Database performance optimization has become a hot issue in recent years. Some works deeply reconstruct the database to achieve specified goals like throughput or latency. The others focus on the database’s configuration knobs with reinforcement learning (RL) to improve the performance without any empirical knowledge. But the exhaustive offline training process costs plenty of time and resources due to the large inefficient configuration knobs combinations with trial-and-error methods. The most time-consuming part of the process is not the RL network training, but the database performance evaluation for acquiring the reward values of target performance like throughput or latency. So we propose an expert database tuning system (XTuning) which contains a correlation knowledge model to remove unnecessary training costs and a multi-instance mechanism (MIM) to support fine-grained tuning for diverse workloads.
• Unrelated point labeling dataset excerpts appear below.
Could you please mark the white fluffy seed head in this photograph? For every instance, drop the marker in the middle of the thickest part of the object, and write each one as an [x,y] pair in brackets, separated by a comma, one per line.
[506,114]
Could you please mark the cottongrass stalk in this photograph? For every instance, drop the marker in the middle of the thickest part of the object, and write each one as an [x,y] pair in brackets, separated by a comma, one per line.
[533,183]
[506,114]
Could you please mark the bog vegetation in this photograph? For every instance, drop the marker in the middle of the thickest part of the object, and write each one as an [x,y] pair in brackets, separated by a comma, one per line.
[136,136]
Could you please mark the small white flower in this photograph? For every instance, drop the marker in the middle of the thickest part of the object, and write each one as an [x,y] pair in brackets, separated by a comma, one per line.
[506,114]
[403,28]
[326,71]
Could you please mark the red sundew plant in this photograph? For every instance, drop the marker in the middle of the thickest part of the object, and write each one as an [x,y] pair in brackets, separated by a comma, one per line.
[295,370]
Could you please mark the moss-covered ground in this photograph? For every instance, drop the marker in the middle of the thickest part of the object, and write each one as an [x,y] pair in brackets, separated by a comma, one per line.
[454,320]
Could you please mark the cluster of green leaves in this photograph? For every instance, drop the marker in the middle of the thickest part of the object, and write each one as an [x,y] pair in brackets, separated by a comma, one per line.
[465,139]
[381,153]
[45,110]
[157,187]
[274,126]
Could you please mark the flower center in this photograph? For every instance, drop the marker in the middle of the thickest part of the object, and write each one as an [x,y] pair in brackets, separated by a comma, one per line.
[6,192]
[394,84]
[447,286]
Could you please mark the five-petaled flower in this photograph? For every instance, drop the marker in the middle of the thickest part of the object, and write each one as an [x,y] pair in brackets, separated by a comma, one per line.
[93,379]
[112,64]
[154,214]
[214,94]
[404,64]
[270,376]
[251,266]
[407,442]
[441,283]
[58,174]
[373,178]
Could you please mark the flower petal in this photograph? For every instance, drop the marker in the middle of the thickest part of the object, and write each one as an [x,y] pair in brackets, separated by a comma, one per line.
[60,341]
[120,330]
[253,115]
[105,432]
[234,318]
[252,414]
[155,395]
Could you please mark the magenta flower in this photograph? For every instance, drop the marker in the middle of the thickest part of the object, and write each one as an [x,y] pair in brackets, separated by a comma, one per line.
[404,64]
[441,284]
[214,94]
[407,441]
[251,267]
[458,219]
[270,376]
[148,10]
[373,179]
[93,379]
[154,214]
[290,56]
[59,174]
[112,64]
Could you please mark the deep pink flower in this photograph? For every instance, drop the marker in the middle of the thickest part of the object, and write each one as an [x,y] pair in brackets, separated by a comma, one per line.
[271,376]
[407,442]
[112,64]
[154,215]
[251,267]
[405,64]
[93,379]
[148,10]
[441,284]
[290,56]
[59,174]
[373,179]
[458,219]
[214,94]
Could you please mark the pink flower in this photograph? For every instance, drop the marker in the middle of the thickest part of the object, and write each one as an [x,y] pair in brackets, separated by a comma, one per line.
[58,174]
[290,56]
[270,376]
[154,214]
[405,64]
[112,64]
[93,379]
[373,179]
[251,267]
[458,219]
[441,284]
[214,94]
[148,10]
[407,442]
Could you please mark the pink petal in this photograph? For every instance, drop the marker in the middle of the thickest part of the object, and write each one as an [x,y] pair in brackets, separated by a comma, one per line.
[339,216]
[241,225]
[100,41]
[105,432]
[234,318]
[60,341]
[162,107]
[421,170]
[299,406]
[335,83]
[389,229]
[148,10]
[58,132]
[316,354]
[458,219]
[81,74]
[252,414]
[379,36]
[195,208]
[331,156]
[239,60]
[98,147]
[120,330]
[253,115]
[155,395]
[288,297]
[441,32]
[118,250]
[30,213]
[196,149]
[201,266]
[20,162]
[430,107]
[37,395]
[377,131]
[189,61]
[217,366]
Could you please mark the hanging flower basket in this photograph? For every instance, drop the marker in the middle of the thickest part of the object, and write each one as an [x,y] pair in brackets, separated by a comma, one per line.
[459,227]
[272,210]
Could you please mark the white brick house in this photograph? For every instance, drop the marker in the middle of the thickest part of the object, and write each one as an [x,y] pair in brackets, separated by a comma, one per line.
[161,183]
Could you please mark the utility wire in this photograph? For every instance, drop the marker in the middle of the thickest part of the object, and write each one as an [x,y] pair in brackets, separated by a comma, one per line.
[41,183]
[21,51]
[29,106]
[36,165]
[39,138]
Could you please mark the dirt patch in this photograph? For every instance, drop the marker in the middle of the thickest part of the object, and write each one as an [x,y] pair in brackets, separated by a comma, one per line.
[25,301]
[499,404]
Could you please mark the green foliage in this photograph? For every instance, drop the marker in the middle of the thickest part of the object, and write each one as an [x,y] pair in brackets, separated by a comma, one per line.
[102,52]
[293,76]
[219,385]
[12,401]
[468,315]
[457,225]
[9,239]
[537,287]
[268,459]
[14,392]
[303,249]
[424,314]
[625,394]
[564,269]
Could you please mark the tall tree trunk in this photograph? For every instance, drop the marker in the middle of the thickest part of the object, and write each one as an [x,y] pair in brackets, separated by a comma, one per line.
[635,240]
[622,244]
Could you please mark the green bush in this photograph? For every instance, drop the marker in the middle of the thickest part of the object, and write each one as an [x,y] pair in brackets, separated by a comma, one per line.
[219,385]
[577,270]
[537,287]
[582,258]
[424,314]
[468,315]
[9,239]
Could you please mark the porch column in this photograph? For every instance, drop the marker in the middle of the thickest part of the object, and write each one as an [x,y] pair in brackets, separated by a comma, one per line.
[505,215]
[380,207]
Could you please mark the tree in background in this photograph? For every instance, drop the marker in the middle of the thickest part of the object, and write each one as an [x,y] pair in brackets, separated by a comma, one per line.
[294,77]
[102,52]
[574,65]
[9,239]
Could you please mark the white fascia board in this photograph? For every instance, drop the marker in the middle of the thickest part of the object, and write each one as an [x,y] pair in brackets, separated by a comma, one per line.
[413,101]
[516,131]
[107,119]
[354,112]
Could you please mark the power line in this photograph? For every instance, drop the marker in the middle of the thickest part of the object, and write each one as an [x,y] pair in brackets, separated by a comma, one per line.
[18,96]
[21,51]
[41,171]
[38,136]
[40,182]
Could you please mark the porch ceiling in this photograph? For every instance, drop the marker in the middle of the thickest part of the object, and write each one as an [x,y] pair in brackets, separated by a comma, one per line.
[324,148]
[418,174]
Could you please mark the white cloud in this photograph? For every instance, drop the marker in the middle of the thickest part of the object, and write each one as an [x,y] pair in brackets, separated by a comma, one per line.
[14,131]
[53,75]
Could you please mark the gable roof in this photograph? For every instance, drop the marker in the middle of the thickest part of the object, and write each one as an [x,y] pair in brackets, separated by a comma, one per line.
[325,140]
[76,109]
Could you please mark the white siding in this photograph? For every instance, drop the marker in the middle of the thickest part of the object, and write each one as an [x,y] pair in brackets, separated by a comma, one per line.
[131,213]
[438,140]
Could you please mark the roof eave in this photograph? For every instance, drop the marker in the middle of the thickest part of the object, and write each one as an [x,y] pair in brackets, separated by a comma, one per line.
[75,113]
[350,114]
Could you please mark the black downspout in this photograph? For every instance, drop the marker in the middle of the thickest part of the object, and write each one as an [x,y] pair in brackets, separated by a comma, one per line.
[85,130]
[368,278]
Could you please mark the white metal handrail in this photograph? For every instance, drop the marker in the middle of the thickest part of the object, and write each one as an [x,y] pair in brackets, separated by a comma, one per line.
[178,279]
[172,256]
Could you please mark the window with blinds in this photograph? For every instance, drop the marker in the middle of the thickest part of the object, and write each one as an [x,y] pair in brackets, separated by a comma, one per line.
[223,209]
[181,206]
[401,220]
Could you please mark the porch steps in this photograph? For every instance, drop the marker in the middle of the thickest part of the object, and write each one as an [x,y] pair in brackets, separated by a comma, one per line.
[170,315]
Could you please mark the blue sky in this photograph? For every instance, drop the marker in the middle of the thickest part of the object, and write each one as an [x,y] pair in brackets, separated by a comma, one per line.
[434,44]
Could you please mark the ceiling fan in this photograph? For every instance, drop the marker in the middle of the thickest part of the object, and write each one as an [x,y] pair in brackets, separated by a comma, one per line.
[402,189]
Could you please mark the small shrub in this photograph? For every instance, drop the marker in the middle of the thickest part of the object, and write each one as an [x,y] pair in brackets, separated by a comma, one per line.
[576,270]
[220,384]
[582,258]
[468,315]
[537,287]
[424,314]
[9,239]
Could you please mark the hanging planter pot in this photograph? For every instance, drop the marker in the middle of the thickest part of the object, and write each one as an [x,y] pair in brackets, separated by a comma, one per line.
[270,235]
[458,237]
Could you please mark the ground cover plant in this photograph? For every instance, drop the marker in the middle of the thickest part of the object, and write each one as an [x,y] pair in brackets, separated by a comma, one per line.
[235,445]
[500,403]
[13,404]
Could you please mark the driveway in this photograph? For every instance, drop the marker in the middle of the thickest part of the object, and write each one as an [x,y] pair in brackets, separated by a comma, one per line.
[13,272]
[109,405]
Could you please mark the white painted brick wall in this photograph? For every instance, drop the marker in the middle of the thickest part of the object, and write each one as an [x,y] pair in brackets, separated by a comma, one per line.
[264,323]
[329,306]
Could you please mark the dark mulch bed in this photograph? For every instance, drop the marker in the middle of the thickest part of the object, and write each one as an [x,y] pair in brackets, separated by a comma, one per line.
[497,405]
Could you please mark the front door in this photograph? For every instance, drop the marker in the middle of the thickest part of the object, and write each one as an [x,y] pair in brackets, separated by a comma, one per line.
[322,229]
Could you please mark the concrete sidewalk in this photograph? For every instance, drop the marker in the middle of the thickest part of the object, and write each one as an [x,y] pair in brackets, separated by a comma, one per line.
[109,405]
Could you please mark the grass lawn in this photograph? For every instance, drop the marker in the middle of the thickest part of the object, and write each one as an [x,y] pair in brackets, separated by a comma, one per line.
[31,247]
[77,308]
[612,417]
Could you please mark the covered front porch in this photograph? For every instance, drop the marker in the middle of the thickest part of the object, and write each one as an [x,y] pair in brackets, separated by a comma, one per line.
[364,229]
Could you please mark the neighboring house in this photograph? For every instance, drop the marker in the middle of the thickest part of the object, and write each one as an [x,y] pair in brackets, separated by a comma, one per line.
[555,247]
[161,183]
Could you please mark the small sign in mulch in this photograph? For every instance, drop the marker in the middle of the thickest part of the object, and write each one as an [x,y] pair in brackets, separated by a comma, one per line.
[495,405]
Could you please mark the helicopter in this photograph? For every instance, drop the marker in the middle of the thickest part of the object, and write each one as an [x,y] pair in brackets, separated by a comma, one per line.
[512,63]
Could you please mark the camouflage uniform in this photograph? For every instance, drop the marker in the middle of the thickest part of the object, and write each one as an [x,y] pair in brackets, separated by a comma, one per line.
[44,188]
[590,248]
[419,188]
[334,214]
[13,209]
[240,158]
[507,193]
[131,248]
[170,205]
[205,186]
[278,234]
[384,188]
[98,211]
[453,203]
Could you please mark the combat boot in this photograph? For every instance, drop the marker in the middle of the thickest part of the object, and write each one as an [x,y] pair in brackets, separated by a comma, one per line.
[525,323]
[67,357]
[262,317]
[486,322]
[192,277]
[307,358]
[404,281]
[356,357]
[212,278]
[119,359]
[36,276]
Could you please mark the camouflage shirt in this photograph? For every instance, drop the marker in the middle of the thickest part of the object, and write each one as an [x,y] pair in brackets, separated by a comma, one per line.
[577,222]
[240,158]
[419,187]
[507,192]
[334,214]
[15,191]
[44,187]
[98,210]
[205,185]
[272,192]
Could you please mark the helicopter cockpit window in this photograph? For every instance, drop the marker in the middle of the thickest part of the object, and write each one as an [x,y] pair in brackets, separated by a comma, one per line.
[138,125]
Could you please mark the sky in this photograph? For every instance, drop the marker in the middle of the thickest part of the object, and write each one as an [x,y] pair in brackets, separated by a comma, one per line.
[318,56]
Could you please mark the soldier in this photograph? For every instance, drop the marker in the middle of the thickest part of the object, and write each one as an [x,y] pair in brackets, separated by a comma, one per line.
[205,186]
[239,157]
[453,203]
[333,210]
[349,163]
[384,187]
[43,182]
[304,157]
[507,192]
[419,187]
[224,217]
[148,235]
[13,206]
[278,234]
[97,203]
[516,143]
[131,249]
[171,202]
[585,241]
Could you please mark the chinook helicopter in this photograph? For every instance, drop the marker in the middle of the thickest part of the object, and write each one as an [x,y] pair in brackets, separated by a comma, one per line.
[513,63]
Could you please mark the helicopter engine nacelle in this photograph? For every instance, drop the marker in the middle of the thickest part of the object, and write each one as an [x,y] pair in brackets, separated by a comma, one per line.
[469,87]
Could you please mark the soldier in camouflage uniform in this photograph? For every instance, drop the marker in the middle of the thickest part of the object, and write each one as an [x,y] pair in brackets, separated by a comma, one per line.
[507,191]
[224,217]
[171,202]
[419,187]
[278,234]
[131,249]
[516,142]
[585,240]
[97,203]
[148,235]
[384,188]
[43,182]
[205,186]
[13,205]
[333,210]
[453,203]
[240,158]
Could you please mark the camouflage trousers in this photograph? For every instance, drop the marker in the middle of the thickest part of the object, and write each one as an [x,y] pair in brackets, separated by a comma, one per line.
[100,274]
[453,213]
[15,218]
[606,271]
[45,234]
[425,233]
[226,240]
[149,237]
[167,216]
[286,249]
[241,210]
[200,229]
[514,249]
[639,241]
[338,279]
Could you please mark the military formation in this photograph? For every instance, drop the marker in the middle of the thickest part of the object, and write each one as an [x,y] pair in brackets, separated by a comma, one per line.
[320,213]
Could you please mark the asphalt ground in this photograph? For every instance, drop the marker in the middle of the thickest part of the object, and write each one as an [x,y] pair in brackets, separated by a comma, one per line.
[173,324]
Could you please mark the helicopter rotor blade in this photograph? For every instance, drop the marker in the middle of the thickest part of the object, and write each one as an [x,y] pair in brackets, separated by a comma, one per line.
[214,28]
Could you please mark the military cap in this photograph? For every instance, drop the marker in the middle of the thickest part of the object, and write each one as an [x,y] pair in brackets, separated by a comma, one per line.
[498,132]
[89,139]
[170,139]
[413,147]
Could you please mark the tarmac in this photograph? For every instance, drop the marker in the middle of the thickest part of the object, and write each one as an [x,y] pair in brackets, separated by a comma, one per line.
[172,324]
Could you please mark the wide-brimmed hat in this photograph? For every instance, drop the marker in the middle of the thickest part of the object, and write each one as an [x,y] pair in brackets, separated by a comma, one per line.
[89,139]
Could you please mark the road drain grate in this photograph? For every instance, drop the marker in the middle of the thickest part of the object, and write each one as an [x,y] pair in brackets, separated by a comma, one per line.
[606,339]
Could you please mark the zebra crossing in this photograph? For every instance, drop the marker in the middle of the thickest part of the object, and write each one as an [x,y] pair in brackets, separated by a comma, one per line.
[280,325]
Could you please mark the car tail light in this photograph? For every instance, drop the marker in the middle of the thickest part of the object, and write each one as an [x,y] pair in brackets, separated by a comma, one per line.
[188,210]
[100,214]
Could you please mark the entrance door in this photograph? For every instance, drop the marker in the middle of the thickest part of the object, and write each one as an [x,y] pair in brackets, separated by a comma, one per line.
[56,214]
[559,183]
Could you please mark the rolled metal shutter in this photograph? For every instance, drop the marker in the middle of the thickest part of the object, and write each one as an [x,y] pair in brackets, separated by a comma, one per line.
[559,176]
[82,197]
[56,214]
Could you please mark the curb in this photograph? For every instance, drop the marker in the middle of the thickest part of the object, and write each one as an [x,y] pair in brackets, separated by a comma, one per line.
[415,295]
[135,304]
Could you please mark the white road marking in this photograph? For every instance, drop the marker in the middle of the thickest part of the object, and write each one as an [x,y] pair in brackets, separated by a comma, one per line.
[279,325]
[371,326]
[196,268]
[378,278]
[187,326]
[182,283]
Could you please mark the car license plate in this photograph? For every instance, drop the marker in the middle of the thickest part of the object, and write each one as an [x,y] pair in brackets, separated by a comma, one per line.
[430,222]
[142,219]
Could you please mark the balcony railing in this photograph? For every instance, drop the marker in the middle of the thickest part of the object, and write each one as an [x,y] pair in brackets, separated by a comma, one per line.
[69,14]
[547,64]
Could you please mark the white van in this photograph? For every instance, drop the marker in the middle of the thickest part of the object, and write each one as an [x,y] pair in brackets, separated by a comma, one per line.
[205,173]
The models define the importance and correlations among these configuration knobs for the user’s specified target. Then we implement the models as Progressive Expert Knowledge Tuning (PEKT) algorithm with an abstracted architectural optimization integrated into XTuning. Experiments show that XTuning can effectively reduce the training time and achieves extra performance promotion compared with the state-of-the-art tuning methods.

This work is supported by the National Key Research and Development Program of China (No. 2019YFE0198600), National Natural Science Foundation of China (No. 61972402, 61972275, and 61732014).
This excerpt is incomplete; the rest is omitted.